Details of the $105 million study will be given at a vaccine conference in Paris in October.

This is the third big vaccine trial since 1983, when HIV was identified as the cause of AIDS. In 2007, Merck&Co. stopped a study of its experimental vaccine after seeing it did not prevent HIV infection. Later analysis suggested the vaccine might even raise the risk of infection in certain men. The vaccine itself did not cause infection.

In 2003, AIDSVAX flunked two large trials - the first late-stage tests of any AIDS vaccine at the time.

It is unclear whether vaccine makers will seek to license the two-vaccine combo in Thailand. Before the trial began, the U.S. Food and Drug Administration said other studies would be needed before the vaccine could be considered for U.S. licensing.

Also unclear is whether Thai volunteers who received dummy shots will now be offered the vaccine. Researchers had said they would do so if the vaccine showed clear benefit - defined as reducing the risk of infection by at least 50 per cent.

Those issues, plus how to proceed with future studies, will be discussed among the governments, study sponsors and companies involved in the trial, Kim said. Scientists want to know how long will protection last, whether booster shots will be needed, and whether the vaccine helps prevent infection in gay men and injection drug users, since it was tested mostly in heterosexuals in the Thai trial.

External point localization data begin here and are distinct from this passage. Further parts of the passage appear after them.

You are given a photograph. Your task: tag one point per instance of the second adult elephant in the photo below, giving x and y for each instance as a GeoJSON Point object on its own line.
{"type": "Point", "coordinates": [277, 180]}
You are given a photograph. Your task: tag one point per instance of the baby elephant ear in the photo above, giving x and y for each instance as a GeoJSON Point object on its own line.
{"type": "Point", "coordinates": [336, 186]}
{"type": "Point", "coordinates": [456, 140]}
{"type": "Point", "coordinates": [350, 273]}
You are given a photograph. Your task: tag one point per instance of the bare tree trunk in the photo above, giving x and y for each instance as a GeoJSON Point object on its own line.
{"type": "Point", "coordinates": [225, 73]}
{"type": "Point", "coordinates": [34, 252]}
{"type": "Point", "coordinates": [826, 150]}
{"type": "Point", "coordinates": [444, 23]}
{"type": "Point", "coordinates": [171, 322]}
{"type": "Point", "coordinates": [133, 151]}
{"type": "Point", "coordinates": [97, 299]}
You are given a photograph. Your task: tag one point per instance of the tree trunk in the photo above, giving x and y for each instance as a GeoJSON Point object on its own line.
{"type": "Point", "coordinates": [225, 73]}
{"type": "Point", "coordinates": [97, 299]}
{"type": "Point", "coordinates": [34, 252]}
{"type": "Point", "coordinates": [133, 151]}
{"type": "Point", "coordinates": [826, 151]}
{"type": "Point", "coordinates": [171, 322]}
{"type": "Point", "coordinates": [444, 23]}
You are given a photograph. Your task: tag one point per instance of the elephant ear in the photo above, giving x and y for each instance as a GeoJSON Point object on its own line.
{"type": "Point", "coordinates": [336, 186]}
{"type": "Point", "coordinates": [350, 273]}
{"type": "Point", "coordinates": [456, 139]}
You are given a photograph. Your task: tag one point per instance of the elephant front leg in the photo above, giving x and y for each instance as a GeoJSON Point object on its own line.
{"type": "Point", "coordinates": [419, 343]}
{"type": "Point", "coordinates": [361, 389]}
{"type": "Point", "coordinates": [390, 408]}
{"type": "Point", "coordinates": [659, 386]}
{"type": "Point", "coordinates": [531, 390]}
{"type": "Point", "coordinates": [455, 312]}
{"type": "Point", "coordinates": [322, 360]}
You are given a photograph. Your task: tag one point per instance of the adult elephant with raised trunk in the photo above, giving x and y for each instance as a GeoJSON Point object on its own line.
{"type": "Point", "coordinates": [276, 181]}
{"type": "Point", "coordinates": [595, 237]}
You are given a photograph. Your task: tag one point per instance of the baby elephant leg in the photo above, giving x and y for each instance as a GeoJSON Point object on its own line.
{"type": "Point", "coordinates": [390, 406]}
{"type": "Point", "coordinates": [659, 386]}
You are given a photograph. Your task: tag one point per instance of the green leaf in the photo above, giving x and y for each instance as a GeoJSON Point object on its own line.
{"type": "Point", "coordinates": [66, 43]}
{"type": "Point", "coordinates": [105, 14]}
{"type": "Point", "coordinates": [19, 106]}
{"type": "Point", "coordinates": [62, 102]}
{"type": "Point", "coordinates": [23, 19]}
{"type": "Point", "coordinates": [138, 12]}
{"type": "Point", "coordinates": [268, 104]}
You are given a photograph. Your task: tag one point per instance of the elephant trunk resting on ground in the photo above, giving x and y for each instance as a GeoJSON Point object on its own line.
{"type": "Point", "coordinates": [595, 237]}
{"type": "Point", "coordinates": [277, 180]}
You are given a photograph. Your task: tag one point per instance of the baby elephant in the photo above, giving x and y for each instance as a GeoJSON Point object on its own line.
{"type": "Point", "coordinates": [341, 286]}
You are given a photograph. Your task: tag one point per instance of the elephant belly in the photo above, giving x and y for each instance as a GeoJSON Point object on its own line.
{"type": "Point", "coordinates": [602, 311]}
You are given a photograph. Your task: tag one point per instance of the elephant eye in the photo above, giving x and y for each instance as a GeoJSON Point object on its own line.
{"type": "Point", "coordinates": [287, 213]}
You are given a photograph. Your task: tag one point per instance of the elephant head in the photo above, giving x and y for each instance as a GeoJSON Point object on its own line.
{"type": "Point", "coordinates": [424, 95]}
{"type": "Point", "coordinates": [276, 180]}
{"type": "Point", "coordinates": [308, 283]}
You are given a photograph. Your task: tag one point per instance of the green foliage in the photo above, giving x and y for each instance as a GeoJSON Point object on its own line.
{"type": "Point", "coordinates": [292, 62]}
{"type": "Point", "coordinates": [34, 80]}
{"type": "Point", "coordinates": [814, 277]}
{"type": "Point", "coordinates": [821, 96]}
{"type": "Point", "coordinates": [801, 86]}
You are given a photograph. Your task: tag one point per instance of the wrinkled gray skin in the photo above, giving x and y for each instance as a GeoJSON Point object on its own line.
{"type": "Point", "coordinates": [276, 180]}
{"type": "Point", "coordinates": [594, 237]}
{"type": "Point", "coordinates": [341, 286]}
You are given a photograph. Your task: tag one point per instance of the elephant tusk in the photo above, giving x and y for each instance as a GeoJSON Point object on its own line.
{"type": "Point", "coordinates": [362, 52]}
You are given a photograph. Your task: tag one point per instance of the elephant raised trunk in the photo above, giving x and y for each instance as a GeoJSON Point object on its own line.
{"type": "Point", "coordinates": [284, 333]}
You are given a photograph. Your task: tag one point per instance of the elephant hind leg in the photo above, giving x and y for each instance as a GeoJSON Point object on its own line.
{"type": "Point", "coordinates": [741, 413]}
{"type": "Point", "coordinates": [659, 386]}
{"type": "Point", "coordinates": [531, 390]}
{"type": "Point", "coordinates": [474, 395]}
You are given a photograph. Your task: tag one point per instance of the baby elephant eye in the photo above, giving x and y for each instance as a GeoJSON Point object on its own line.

The study was done in Thailand because U.S. Army scientists did pivotal research in that country when the AIDS epidemic emerged there, isolating virus strains and providing genetic information on them to vaccine makers. The Thai government also strongly supported the idea of doing the study.

(© 2009 CBS Broadcasting Inc. All Rights Reserved. This material may not be published, broadcast, rewritten, or redistributed. The Associated Press contributed to this report.)
 
Sigh, I used to work in a nonprofit clinic that did AIDs research... remember every day hoping for some type of cure for this, or at least a glimmer of light.